The Comptroller and Auditor General annual report for 2018 said that projected outcomes that the State would get its money back had failed to account for the cost of servicing the debt associated with the rescue package.
“It is unlikely that the State will generate a surplus on its investment of €22.2bn in AIB,” the report said.
It said the cost of the bailout for AIB was an estimated €9.5bn, after taking account of the €7.1bn value of the State’s remaining shareholding in AIB and said that the costs of servicing the debt had so far amounted to €6.2bn.
Overall, the rescue package for AIB, Bank of Ireland, Permanent TSB and IBRC had cost taxpayers a net €41.7bn by the end of 2018.

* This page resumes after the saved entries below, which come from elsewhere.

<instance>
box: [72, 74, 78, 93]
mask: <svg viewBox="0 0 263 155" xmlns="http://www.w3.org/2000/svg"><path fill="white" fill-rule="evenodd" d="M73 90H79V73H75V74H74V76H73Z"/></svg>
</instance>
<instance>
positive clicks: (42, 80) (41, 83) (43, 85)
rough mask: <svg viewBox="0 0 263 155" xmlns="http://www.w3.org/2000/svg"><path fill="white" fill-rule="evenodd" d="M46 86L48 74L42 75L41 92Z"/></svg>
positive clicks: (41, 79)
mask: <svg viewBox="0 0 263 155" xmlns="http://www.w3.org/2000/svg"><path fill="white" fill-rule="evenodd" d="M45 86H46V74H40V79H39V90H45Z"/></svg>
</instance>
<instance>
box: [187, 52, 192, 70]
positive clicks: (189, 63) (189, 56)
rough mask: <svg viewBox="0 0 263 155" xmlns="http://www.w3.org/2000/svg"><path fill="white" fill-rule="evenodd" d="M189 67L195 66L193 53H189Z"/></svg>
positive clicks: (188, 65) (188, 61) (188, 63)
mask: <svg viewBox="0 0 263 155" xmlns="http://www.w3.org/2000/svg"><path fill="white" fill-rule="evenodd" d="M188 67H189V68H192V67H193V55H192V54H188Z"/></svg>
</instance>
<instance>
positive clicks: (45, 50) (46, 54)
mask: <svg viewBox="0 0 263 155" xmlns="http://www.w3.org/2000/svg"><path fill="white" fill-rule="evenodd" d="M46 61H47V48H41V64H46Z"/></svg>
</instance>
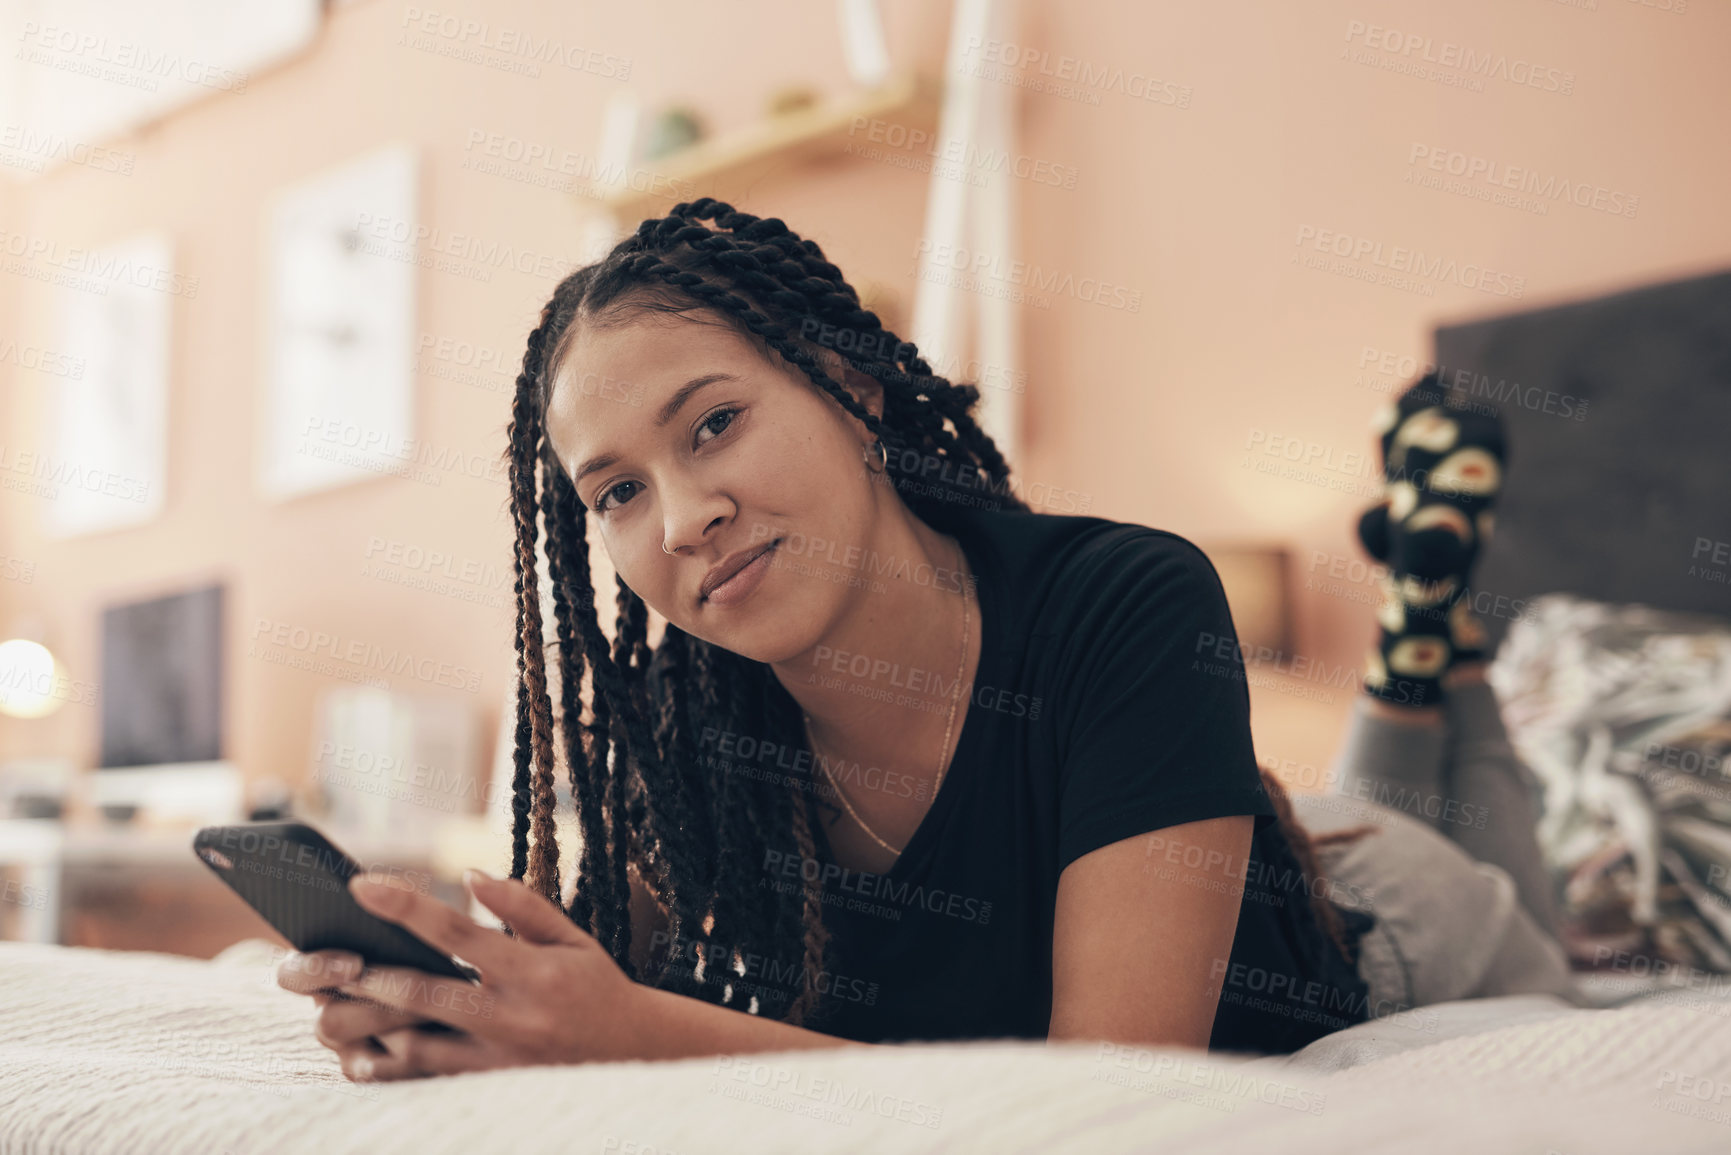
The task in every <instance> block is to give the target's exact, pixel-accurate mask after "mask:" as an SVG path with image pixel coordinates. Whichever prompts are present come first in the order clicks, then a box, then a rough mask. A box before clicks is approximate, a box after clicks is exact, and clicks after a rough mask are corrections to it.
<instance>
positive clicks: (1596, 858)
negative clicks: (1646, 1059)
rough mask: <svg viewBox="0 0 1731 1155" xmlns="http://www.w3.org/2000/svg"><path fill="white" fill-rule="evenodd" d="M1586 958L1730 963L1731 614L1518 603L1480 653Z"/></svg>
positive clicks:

IBRC alone, from which the State does not expect to make any more meaningful recoveries, had a net cost of €36.4bn.
The State is still incurring debt service costs for the rescue package, a move that pushed Ireland close to bankruptcy, and those debt-related costs totalled €22bn by the end of last year, according to the report.
For this year alone, the estimated debt costs of the bailout, which was a controversial measure at the time, are estimated at €1.6bn which is more than the €1.4bn in extra funding found in this year’s budget for capital expenditure to repair the State’s ailing infrastructure.
By comparison, the State’s overall debt service costs last year were €5.2bn.